Preferably, C_HThe C-terminal amino acid residue of domain 1 is derived from IgG 1. More preferably, C_HResidue 1 is a valine (V) residue or a conservative amino acid substitution such as leucine (L) or isoleucine (I). This residue is immediately adjacent to the hinge region and helps to increase the flexibility of the construct near the hinge region.

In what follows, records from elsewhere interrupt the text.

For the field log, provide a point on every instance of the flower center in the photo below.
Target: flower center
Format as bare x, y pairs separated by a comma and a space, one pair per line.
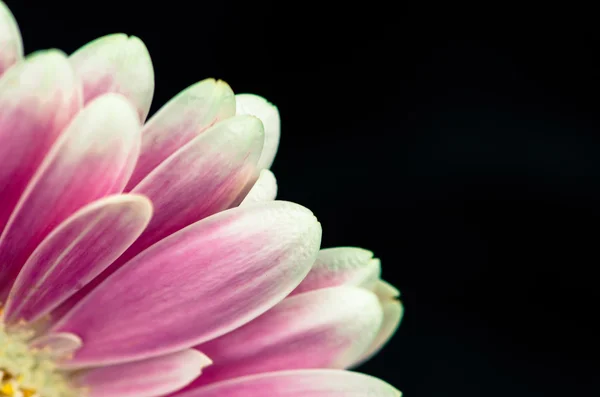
27, 371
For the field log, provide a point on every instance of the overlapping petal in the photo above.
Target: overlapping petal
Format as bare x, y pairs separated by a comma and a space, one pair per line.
258, 106
342, 266
11, 45
197, 284
76, 252
327, 328
182, 119
38, 98
264, 189
147, 378
92, 159
116, 64
303, 383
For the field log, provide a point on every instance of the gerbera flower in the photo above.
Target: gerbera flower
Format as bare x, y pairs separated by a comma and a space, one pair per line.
134, 255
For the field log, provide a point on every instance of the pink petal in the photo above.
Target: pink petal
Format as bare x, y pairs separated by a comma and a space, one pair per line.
264, 189
183, 118
257, 106
76, 252
299, 383
200, 179
342, 266
60, 346
148, 378
93, 158
197, 284
327, 328
116, 63
38, 97
11, 45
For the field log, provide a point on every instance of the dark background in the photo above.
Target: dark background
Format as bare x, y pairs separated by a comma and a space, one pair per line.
465, 155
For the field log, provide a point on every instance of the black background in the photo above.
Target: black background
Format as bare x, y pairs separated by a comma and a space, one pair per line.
464, 150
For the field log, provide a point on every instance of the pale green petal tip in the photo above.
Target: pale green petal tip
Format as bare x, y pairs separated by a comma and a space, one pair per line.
12, 28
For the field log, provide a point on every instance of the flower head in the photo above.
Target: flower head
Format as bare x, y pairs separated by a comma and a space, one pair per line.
135, 255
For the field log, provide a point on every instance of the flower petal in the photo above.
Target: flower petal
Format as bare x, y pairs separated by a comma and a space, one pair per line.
93, 158
61, 345
148, 378
200, 179
116, 63
269, 115
197, 284
11, 45
76, 252
183, 118
38, 97
342, 266
299, 383
264, 189
327, 328
392, 316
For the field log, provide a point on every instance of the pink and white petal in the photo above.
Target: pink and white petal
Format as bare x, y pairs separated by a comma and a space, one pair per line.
298, 383
200, 179
392, 316
327, 328
200, 283
92, 159
38, 97
59, 346
204, 177
264, 189
258, 106
148, 378
116, 63
182, 119
342, 266
11, 44
75, 253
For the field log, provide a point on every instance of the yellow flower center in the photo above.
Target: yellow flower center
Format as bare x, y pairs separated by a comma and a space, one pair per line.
27, 371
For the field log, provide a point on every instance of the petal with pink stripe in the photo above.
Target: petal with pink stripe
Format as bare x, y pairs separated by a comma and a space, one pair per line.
183, 118
327, 328
38, 97
201, 179
59, 346
11, 45
148, 378
76, 252
299, 383
92, 159
116, 63
198, 284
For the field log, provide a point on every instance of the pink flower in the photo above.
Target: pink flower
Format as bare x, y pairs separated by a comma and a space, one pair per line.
134, 256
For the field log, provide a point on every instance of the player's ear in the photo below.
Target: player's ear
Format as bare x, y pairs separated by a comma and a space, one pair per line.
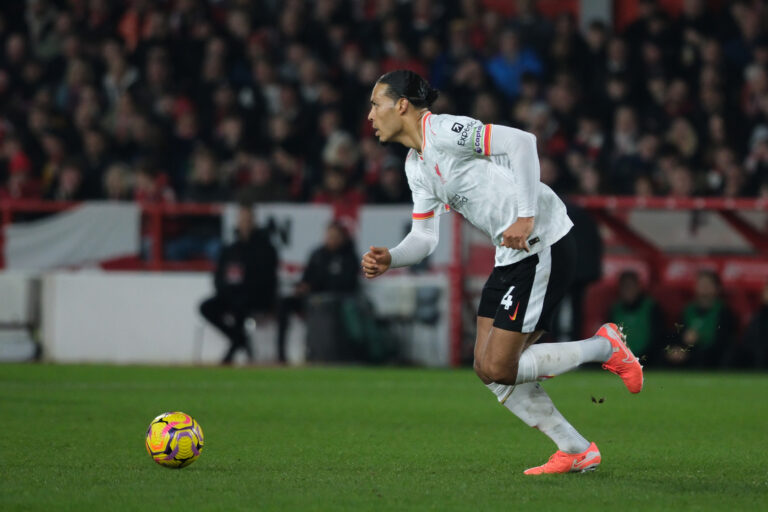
402, 105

C_H2 and C_HThe sequence of domain 3 is preferably derived from Swissprot database accession No. PO 1857:

PELLGGPSVFLFPPKPKDTLMISRTPEVTCVVVDVSHEDPEVKFNWYVDGVEVHN

AKTKPREEQYNSTYRVVSVLTVLHQDWLNGKEYKCKVSNKALPAPIEKTISKAKG

QPREPQVYTLPPSRDELTKNQVSLTCLVKGFYPSDIAVEWESNGQPENNYKTTPPV

LDSDGSFFLYSKLTVDKSRWQQGNVFSCSVMHEALHNHYTQKSLSLSPGK

(SEQ ID No：63)。

the domain antibody construct may be derivatized or linked to another functional molecule. For example, a domain antibody construct may be functionally linked by chemical coupling, genetic fusion, non-covalent binding, or other means to one or more other molecular entities such as another antibody, a detectable agent, a cytotoxic agent, a pharmaceutical agent, and/or a protein or peptide that can mediate the binding of the antibody or antibody binding moiety to another molecule (e.g., a streptavidin core region or a polyhistidine tag).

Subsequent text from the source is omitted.